Hi @matteoriva , good question.

Reading the User Guide, this is not strictly true. Supply is also a function of the “Floral Resource” of the all the cells within foraging distance of the pollinator, with the influence of the FR decaying with distance.
https://storage.googleapis.com/releases.naturalcapitalproject.org/invest-userguide/latest/croppollination.html#pollinator-supply-and-abundance

Hi @dave thanks for your reply. Yes, I oversimplified, but according to the “test data” and also to the YouTube tutorial video, the abundance map should indeed be smoother than the supply map. Again, why is this not the case for me (see maps in the main post)?
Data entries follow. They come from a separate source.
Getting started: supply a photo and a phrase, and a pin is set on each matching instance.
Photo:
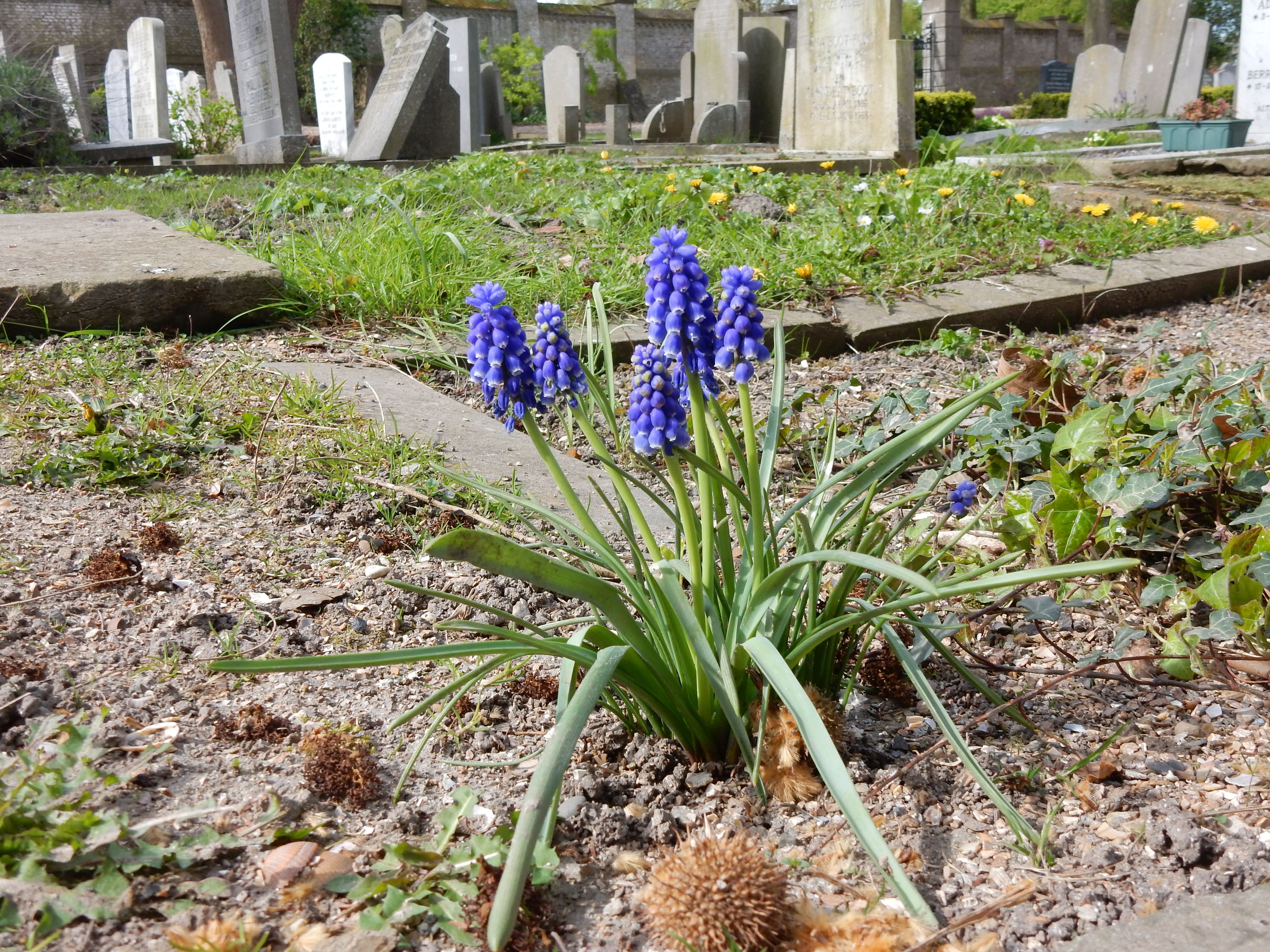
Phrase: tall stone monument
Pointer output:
(417, 72)
(148, 82)
(1155, 41)
(764, 42)
(266, 66)
(855, 78)
(562, 87)
(715, 44)
(116, 83)
(333, 92)
(1253, 87)
(1097, 82)
(465, 78)
(1189, 72)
I think for both supply and abundance, the “smoothness” is a function of the same parameter: the effective foraging distance of the species. \alpha_s in equations 53 & 55.

http://releases.naturalcapitalproject.org/invest-userguide/latest/croppollination.html#pollinator-supply-and-abundance

It’s very hard to tell just by looking at the map which is “smoother”. A lot is influenced by color scheme, and how colors are mapped to the values. Are you using a discrete scale where there are a limited number of colors and each color is assigned a range of values? Or a continuous scale where the color can change continuously relative to the pixel values?

Others with more experience with this model can correct me, but there’s not anything obviously wrong here to my eye. If I look at the results from the sample data we ship with invest, I also have a hard time saying which map is smoother.